Linux provides good foundation for CAD

Linux provides good foundation for CAD

It's hard to find an office these days where someone isn't trying out Linux. It's an essentially free operating system with essentially free applications, but they all have more going for them than price.

Linux is a stable OS with attractive features, including multitasking, virtual memory, shared libraries, proper memory management and TCP/IP networking. Originally developed on PCs but now ported to many other hardware platforms, it can be a reliable alternative to Microsoft Windows.

A small army of developers continue to improve Linux, adding features and applications free for the download.

Linux supporters have long thought the OS' features and support of a variety of cross-platform graphics would make it an ideal platform for computer-aided design.

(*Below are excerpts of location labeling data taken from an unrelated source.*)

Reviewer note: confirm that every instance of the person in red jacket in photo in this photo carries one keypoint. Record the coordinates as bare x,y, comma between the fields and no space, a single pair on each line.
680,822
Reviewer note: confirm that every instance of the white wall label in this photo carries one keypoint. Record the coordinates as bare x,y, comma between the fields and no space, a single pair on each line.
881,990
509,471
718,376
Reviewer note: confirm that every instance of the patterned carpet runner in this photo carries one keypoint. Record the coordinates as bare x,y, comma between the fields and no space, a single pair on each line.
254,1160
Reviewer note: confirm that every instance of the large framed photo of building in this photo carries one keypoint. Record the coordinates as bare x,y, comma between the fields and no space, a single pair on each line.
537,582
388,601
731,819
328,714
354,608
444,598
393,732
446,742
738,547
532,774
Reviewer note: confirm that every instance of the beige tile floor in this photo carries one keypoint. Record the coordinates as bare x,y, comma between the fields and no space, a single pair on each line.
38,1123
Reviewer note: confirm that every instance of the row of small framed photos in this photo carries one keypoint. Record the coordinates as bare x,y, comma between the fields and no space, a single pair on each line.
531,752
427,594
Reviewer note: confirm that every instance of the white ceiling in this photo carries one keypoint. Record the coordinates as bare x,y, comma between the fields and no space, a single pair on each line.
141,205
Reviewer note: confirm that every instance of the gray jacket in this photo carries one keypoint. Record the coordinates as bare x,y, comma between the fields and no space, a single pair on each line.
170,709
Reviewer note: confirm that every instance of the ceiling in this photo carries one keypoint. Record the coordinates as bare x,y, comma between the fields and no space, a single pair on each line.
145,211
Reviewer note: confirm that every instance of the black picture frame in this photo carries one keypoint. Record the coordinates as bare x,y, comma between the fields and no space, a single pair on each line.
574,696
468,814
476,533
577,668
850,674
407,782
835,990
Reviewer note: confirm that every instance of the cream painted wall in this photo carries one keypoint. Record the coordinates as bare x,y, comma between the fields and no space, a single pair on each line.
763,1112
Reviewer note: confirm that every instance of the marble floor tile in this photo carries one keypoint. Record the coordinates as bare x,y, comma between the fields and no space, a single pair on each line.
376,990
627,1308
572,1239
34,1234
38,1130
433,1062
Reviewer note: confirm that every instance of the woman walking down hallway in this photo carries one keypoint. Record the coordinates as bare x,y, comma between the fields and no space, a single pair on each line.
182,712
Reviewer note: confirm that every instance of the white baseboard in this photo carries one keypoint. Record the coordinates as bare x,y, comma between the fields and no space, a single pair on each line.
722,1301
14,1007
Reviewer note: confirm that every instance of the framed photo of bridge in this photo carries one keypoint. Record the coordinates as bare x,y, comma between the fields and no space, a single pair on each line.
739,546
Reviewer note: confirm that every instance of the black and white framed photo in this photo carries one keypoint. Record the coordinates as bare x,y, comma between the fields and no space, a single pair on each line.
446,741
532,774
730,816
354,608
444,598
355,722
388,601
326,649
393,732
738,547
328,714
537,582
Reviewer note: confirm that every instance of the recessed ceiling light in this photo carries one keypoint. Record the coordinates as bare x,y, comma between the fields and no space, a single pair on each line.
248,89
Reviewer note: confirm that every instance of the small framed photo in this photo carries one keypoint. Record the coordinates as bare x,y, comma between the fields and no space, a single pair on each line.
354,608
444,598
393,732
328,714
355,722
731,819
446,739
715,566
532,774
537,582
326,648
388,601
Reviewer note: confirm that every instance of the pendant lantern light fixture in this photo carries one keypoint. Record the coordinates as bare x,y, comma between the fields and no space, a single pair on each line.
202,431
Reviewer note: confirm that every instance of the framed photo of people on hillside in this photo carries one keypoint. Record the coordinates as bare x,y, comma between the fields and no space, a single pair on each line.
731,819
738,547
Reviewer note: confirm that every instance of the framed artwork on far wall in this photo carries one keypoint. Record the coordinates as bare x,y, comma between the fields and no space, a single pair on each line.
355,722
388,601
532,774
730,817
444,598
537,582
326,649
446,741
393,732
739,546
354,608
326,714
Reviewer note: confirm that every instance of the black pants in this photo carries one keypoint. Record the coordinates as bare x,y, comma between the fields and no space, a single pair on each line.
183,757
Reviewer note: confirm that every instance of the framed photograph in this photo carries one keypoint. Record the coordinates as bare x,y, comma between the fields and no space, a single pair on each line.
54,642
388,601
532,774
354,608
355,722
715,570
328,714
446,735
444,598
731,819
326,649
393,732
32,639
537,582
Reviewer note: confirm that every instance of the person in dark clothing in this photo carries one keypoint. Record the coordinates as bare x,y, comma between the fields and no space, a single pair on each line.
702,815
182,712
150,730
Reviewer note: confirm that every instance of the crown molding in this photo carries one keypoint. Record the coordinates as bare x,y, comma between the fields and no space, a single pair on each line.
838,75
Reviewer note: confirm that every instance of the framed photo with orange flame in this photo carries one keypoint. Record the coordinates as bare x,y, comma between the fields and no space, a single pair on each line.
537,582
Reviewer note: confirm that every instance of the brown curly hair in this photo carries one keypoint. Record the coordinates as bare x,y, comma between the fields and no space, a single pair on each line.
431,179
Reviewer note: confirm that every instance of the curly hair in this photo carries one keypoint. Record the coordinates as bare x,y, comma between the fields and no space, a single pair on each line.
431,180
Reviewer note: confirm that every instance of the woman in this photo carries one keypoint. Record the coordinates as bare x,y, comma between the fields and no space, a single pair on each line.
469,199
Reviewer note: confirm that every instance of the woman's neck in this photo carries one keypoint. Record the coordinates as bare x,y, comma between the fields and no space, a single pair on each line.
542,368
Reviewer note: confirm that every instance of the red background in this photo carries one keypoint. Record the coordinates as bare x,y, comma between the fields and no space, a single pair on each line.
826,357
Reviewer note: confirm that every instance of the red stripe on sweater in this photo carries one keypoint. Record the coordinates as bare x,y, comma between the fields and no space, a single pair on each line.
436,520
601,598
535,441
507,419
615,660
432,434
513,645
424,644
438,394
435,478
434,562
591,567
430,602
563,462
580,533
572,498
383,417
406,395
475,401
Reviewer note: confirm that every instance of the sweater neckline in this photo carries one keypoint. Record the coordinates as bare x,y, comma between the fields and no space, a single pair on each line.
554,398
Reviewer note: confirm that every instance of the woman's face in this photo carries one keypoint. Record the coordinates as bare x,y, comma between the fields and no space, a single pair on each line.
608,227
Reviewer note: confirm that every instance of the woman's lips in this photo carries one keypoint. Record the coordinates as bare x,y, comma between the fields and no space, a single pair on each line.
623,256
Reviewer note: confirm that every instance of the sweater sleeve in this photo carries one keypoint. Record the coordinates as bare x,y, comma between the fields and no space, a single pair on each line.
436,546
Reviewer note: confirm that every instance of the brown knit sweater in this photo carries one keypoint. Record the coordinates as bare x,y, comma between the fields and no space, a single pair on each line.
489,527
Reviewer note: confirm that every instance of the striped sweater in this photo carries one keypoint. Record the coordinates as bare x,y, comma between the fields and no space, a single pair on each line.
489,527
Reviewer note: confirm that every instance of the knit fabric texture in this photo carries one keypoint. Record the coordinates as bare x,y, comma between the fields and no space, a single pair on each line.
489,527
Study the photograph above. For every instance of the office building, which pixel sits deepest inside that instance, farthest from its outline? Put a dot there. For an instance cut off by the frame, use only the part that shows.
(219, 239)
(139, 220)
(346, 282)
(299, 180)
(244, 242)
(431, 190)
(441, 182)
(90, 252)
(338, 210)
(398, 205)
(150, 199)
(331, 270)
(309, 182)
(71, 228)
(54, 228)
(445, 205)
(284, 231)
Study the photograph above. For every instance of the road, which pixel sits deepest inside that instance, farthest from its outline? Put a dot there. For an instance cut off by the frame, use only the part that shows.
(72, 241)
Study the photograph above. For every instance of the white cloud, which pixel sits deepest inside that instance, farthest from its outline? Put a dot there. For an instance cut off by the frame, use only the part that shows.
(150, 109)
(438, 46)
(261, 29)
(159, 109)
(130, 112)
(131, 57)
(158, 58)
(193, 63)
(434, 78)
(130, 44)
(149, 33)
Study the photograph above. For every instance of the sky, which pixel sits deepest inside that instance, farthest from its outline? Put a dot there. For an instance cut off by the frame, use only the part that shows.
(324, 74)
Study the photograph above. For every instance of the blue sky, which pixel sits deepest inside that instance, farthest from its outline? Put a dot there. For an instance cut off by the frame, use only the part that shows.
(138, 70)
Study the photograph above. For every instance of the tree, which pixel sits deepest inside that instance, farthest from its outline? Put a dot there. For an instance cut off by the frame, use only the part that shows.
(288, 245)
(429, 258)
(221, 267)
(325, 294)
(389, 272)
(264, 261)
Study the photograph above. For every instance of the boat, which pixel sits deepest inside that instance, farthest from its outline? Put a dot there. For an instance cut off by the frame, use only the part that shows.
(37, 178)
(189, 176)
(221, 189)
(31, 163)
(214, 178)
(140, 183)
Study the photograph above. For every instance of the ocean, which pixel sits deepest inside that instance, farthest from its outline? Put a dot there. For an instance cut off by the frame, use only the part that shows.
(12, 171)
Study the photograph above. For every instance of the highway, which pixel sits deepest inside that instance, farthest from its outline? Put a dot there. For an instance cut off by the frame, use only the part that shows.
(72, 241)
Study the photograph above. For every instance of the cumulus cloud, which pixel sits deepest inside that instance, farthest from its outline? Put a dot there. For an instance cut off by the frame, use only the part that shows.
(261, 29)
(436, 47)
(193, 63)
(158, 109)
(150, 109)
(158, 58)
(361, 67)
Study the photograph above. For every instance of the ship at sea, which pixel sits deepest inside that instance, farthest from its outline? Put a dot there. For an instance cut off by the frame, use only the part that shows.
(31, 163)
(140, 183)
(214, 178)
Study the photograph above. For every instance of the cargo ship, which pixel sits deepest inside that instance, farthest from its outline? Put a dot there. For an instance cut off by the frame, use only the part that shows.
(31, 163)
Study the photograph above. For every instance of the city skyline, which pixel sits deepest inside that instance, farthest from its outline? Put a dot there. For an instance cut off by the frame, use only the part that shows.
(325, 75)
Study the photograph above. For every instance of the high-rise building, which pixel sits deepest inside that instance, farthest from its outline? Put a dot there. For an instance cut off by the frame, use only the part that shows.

Because many Linux devotees are engineers, it seemed desktop CAD for Linux would be a natural blend.

The wait is over. There are several CAD programs available for Linux. QCad is an easy-to-use 2-D CAD product available under a general public license.

This type of license, common in the world of freely distributed software, guarantees that anyone can distribute copies of free software'and charge for the service if they wish.

QCad is distributed through a group in Switzerland, though the software is in English. Download it from www.qcad.org/index.php3?body=download.

Closer to home, Software Forge of Schaumburg, Ill., offers the LinuxCAD drafting program for Linux. LinuxCAD costs $99 but boasts an assortment of high-end 2-D and 3-D CAD features and symbol libraries. Find out more at www.linuxcad.com.

Finally, Deneba Software has released a version of its Canvas 7 for Linux. Learn more about it at www.deneba.com/dazroot/news/pressrel/linuxfaq_frame.html.

These offerings should satisfy penguin fans for a while, but expect to see more CAD products for Linux soon.